The synthetic division table is:
$$ \begin{array}{c|rrrr}3&1&-3&-4&12\\& & 3& 0& \color{black}{-12} \\ \hline &\color{blue}{1}&\color{blue}{0}&\color{blue}{-4}&\color{orangered}{0} \end{array} $$The solution is:
$$ \frac{ x^{3}-3x^{2}-4x+12 }{ x-3 } = \color{blue}{x^{2}-4} $$Step 1 : Write down the coefficients of the dividend into division table. Put the zero from $ x -3 = 0 $ ( $ x = \color{blue}{ 3 } $ ) at the left.
$$ \begin{array}{c|rrrr}\color{blue}{3}&1&-3&-4&12\\& & & & \\ \hline &&&& \end{array} $$Step 1 : Bring down the leading coefficient to the bottom row.

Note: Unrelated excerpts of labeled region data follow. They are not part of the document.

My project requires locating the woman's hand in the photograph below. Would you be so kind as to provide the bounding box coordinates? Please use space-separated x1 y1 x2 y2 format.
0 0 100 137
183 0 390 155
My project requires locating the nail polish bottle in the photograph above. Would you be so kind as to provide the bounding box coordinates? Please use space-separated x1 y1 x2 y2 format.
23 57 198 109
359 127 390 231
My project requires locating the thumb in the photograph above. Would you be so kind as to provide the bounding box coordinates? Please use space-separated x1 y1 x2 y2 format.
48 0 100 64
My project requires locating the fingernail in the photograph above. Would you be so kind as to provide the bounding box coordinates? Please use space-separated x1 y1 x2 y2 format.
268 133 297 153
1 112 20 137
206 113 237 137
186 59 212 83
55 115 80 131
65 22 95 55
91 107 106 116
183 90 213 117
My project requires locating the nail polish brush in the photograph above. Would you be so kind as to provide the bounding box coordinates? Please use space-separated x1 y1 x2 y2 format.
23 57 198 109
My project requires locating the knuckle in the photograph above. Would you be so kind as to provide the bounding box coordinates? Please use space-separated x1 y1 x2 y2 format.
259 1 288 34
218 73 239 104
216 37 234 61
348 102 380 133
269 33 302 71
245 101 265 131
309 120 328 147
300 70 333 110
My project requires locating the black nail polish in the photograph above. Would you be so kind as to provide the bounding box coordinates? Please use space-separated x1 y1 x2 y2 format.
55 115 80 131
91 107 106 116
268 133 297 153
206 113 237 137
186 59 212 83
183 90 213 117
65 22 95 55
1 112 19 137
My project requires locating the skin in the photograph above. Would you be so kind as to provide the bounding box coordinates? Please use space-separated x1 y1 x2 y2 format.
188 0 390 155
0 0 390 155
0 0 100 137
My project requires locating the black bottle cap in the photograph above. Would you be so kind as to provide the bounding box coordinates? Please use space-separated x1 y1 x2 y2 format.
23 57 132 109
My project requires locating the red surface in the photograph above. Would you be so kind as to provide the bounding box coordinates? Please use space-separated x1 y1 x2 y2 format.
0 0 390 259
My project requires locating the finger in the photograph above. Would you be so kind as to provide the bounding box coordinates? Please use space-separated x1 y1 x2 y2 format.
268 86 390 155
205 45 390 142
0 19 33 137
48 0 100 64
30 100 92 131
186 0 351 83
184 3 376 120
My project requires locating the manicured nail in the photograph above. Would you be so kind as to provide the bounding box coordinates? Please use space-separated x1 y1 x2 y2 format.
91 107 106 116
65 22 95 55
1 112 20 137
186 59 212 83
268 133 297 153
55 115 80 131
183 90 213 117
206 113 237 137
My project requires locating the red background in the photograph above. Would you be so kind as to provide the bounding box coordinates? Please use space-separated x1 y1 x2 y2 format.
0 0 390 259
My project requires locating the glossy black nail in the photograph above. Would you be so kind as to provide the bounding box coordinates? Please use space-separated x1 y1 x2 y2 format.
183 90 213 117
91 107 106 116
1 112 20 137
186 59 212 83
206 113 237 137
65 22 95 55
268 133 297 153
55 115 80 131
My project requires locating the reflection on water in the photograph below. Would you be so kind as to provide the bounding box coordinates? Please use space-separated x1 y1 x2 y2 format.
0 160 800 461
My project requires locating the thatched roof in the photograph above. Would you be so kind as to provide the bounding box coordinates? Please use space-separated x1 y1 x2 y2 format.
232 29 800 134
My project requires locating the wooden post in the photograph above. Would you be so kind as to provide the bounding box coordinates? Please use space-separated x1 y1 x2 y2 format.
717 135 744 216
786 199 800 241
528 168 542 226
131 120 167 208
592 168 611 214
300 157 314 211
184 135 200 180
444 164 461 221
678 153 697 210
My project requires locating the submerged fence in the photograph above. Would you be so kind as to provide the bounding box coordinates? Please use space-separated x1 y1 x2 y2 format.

$$ \begin{array}{c|rrrr}3&\color{orangered}{ 1 }&-3&-4&12\\& & & & \\ \hline &\color{orangered}{1}&&& \end{array} $$Step 2 : Multiply by the number on the left, and carry the result into the next column: $ \color{blue}{ 3 } \cdot \color{blue}{ 1 } = \color{blue}{ 3 } $.
$$ \begin{array}{c|rrrr}\color{blue}{3}&1&-3&-4&12\\& & \color{blue}{3} & & \\ \hline &\color{blue}{1}&&& \end{array} $$Step 3 : Add down last column: $ \color{orangered}{ -3 } + \color{orangered}{ 3 } = \color{orangered}{ 0 } $
$$ \begin{array}{c|rrrr}3&1&\color{orangered}{ -3 }&-4&12\\& & \color{orangered}{3} & & \\ \hline &1&\color{orangered}{0}&& \end{array} $$Step 4 : Multiply by the number on the left, and carry the result into the next column: $ \color{blue}{ 3 } \cdot \color{blue}{ 0 } = \color{blue}{ 0 } $.
$$ \begin{array}{c|rrrr}\color{blue}{3}&1&-3&-4&12\\& & 3& \color{blue}{0} & \\ \hline &1&\color{blue}{0}&& \end{array} $$Step 5 : Add down last column: $ \color{orangered}{ -4 } + \color{orangered}{ 0 } = \color{orangered}{ -4 } $
$$ \begin{array}{c|rrrr}3&1&-3&\color{orangered}{ -4 }&12\\& & 3& \color{orangered}{0} & \\ \hline &1&0&\color{orangered}{-4}& \end{array} $$Step 6 : Multiply by the number on the left, and carry the result into the next column: $ \color{blue}{ 3 } \cdot \color{blue}{ \left( -4 \right) } = \color{blue}{ -12 } $.
$$ \begin{array}{c|rrrr}\color{blue}{3}&1&-3&-4&12\\& & 3& 0& \color{blue}{-12} \\ \hline &1&0&\color{blue}{-4}& \end{array} $$Step 7 : Add down last column: $ \color{orangered}{ 12 } + \color{orangered}{ \left( -12 \right) } = \color{orangered}{ 0 } $
$$ \begin{array}{c|rrrr}3&1&-3&-4&\color{orangered}{ 12 }\\& & 3& 0& \color{orangered}{-12} \\ \hline &\color{blue}{1}&\color{blue}{0}&\color{blue}{-4}&\color{orangered}{0} \end{array} $$Bottom line represents the quotient $ \color{blue}{ x^{2}-4 } $ with a remainder of $ \color{red}{ 0 } $.